Questa operazione non solo ha interrotto l’attività illegale nel clear web, ma ha anche servito a mostrare in modo visibile l’efficacia delle indagini e delle operazioni cyber nel disarticolare le reti criminali. Il defacing, in questo caso, è stato uno strumento di dimostrazione pubblica del successo delle forze dell’ordine nella lotta contro il crimine informatico.
L’uso di tali tattiche da parte delle forze dell’ordine evidenzia il crescente impiego di operazioni di hacking legittimo per contrastare e smantellare le infrastrutture criminali, un approccio che potrebbe diventare sempre più comune nelle operazioni contro il crimine cibernetico.
Il defacement, nato come una semplice forma di protesta digitale, si è trasformato in uno strumento sofisticato per condurre psyops e guerra cibernetica e manipolazione delle informazioni.
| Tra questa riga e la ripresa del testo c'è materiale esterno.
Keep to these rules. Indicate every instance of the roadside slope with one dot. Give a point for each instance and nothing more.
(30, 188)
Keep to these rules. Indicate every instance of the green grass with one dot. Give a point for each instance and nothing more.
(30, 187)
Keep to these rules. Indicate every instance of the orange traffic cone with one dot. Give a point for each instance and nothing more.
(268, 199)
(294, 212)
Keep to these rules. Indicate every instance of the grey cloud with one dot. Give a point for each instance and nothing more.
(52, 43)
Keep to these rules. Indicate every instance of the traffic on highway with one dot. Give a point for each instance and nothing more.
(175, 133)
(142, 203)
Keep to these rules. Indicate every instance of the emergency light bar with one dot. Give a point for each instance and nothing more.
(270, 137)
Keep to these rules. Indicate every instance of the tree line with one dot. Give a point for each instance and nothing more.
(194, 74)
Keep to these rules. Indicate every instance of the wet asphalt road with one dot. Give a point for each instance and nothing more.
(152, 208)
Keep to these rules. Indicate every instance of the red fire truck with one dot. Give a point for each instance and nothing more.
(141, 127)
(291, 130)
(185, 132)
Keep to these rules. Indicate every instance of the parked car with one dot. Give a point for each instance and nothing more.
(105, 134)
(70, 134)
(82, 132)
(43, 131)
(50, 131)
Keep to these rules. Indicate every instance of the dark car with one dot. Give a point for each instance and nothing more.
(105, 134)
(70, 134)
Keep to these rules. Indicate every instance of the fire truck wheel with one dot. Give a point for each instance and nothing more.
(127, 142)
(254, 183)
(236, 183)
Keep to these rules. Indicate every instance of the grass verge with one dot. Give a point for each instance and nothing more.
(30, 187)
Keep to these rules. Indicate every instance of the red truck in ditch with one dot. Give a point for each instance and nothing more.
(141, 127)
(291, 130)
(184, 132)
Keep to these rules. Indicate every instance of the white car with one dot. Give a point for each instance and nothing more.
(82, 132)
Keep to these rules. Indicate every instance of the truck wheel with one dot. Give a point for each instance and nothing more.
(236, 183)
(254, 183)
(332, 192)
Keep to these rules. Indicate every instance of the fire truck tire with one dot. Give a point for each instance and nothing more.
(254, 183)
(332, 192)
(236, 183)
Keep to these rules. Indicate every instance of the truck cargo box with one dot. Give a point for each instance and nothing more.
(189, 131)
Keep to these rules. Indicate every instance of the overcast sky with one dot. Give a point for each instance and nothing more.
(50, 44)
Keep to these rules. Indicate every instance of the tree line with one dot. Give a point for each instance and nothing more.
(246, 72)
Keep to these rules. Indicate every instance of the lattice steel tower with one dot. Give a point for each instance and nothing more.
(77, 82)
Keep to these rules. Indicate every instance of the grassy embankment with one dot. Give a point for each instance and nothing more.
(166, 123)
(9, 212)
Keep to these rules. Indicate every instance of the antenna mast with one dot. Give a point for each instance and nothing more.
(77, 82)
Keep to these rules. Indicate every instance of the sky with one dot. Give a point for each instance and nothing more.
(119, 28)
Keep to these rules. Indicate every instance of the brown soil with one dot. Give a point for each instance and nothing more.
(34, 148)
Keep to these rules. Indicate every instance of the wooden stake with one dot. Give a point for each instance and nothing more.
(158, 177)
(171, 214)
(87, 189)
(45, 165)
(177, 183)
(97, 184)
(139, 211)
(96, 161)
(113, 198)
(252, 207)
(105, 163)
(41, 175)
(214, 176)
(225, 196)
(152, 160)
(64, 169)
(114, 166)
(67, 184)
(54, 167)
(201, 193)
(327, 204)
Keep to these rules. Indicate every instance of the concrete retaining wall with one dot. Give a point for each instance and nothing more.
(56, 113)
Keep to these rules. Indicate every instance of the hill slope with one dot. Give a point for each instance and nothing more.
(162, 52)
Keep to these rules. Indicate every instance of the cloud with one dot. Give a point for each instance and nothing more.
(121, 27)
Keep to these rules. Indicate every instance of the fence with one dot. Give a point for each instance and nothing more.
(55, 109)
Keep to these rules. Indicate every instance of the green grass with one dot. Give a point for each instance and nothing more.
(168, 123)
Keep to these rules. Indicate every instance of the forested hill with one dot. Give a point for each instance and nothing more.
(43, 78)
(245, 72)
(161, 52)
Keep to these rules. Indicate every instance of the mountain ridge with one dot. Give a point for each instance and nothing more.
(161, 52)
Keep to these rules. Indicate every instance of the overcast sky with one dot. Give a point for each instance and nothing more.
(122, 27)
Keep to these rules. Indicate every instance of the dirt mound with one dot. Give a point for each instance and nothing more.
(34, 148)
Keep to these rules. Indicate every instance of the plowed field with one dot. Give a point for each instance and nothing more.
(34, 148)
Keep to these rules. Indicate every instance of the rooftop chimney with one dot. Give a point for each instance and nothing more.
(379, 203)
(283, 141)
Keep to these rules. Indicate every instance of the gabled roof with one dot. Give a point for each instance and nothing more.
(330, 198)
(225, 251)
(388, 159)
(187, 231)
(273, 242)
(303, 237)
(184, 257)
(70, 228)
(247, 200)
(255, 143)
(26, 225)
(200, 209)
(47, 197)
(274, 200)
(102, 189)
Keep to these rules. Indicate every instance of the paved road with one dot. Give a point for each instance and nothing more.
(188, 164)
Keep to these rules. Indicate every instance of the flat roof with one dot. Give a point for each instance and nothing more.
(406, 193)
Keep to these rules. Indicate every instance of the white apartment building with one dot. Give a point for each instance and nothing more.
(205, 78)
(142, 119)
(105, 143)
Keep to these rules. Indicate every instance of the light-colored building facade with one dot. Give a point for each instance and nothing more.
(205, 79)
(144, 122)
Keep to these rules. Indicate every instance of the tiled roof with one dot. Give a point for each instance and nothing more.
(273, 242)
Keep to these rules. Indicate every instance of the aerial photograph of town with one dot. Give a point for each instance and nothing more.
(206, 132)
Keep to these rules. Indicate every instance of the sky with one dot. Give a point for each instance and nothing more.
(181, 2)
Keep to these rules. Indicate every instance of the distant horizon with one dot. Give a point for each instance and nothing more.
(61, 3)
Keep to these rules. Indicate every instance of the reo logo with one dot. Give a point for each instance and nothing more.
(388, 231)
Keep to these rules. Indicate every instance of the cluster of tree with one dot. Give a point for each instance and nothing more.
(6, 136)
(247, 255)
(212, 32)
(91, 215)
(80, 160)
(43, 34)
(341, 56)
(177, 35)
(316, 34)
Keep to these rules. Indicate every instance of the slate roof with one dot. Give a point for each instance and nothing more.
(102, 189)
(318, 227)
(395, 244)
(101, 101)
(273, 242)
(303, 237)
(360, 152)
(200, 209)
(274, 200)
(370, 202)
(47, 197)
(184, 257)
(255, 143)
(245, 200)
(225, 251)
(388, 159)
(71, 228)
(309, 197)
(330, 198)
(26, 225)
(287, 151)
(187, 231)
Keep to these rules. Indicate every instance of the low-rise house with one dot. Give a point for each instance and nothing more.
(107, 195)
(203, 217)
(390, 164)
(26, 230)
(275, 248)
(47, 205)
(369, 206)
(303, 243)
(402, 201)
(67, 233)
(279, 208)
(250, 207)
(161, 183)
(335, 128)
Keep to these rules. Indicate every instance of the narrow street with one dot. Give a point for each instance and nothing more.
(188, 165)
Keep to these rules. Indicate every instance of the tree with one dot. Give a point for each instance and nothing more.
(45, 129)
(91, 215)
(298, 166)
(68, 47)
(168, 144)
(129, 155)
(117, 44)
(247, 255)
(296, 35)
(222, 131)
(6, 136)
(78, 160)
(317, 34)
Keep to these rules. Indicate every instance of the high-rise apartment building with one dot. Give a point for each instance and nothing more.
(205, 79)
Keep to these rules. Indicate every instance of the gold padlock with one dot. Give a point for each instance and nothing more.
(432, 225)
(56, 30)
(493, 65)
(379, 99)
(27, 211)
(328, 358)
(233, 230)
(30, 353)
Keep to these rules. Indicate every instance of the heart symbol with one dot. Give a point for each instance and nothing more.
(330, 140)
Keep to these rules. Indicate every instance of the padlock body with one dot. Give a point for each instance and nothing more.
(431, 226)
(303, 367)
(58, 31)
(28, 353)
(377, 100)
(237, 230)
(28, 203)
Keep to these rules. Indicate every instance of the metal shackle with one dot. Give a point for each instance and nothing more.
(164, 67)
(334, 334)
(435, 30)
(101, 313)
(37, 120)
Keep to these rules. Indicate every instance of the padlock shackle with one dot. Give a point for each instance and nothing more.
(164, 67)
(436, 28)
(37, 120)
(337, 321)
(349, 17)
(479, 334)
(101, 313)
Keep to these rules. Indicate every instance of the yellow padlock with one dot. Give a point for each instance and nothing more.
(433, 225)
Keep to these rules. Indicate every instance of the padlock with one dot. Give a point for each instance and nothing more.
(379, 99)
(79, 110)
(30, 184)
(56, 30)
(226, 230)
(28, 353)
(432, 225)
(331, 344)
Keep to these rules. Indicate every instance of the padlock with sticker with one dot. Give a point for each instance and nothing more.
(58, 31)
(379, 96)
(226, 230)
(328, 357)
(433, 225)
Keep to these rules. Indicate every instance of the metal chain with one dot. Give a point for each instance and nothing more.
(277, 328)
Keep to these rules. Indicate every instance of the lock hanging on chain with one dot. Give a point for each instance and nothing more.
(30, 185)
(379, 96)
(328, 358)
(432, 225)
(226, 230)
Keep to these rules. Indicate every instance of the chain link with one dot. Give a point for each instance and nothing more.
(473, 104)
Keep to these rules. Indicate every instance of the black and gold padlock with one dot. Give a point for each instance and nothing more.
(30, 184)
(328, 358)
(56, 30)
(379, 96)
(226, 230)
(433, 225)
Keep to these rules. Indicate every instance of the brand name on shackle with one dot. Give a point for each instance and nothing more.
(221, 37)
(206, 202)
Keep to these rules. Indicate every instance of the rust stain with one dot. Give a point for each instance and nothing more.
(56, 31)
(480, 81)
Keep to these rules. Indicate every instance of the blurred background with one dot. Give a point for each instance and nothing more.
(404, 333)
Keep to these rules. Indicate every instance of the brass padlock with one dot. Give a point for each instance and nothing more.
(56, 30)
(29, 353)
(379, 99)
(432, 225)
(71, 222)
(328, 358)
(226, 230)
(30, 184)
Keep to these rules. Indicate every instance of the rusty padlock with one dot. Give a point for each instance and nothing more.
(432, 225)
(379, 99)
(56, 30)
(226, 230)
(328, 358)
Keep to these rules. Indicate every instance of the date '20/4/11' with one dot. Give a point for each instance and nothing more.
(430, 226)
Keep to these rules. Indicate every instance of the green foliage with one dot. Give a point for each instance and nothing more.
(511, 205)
Mentre gli hacktivisti veri continuano a utilizzarlo per denunciare ingiustizie, gli attori statali – sotto doppia maschera – ingaggiano gruppi di cyber criminali mercenari integrando tali operazioni in strategie di cyber war.
Comprendere le dinamiche dietro questi attacchi è essenziale per difendersi e per anticipare le mosse di chi sfrutta il cyberspazio per fini politici e strategici.
La battaglia per la sicurezza digitale è appena iniziata, e il ruolo del defacement e del DDoS sta cambiando, e questo scenario continuerà a evolversi.